You’ll be asked if you want to join the Victim Contact Scheme if:
you’re the victim of a violent or sexual crime
the offender is sentenced to 12 months or more in prison (or kept in hospital for treatment under the Mental Health Act 1983)
You'll get a letter from the National Probation Service (NPS) asking if you want to join the Victim Contact Scheme. If you join you'll be given a Victim Liaison Officer who’ll let you know about any changes in the offender’s sentence, for example if they’re moved to an open prison, or how and when they’ll be released.
You won't be told where the offender is being held.
The Victim Contact Scheme can also speak for you at the offender’s Parole Board hearing. They can give your feedback on any ‘licence conditions’, the rules the offender must follow if and when they’re released on parole, for example not contacting you and your family.

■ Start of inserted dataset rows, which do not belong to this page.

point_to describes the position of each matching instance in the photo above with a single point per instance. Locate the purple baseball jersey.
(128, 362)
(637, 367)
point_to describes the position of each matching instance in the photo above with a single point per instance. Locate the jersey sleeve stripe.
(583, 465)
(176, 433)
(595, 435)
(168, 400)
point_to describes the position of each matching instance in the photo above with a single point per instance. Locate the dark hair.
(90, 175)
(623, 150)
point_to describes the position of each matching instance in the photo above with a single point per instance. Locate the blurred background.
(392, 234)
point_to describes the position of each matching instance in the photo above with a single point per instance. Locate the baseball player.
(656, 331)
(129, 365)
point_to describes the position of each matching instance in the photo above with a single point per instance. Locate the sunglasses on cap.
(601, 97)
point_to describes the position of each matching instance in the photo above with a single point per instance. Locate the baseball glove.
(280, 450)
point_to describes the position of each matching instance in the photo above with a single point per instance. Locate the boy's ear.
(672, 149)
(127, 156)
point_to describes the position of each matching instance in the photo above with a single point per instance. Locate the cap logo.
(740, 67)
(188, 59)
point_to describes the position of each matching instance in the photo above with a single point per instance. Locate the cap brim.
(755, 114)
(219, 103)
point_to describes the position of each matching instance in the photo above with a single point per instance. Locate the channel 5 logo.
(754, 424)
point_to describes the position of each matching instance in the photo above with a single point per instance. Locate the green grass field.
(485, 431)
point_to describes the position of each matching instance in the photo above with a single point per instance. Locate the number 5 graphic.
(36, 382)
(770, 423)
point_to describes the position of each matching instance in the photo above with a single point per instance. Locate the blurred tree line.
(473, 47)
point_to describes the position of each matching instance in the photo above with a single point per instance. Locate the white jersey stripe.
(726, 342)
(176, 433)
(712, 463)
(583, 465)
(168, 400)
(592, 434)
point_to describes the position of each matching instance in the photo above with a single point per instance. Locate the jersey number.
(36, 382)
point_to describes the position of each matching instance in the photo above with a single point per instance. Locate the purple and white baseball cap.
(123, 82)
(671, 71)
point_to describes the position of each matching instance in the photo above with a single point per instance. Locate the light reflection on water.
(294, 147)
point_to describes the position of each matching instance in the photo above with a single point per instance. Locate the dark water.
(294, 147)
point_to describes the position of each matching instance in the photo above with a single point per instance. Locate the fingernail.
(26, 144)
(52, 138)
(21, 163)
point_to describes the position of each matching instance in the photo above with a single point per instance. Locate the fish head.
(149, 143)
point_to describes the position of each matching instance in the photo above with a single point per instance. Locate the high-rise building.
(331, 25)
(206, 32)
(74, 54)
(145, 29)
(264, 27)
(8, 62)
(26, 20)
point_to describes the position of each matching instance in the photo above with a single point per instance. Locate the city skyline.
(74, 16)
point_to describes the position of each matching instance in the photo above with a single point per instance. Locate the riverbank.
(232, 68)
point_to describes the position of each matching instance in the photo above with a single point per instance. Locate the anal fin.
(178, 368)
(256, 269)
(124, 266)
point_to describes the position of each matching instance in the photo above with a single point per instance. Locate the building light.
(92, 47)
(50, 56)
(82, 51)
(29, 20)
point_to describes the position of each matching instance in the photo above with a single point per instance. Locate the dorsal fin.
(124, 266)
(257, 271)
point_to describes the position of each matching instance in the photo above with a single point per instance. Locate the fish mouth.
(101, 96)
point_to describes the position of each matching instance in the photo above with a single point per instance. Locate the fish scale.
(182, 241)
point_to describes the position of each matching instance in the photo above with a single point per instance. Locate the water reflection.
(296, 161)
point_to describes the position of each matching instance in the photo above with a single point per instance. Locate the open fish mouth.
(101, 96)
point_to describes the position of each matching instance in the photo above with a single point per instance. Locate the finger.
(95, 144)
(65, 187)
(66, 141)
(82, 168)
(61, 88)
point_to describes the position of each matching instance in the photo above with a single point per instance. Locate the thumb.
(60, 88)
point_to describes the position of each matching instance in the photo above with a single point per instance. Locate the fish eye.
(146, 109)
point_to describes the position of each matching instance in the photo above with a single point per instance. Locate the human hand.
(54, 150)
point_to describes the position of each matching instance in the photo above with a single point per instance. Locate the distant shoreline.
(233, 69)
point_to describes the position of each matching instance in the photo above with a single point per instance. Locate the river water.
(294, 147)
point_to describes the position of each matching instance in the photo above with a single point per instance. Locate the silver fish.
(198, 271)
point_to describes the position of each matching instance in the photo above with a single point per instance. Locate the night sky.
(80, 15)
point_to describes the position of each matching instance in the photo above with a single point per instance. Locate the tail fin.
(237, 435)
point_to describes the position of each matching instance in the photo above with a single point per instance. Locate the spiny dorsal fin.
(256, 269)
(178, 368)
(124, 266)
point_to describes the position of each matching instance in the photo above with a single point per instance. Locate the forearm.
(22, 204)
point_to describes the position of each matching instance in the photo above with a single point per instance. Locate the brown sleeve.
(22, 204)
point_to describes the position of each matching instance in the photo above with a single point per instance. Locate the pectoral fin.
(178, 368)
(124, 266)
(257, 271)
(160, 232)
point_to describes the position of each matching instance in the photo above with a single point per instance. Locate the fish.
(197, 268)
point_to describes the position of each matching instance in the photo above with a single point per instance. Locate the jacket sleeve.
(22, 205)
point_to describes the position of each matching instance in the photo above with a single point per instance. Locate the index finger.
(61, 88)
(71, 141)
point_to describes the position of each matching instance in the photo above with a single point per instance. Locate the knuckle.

If you decide not to join the VCS when you’re asked about it but later change your mind, or if you’ve not been asked but think you want to join, you can email the Victim Contact Scheme.
As a victim, you may be able to take part in 'restorative justice', if the offender pleads guilty.
Restorative justice lets victims of crime tell the offender how the crime has affected them, gives the offender the chance to explain why they committed the crime and is a chance for both to talk about ways to put things right.
This can be a face to face meeting or a letter, recorded interview or video.
Restorative justice is used for any type of crime and at any stage of the criminal justice process, including if the offender is serving a prison sentence.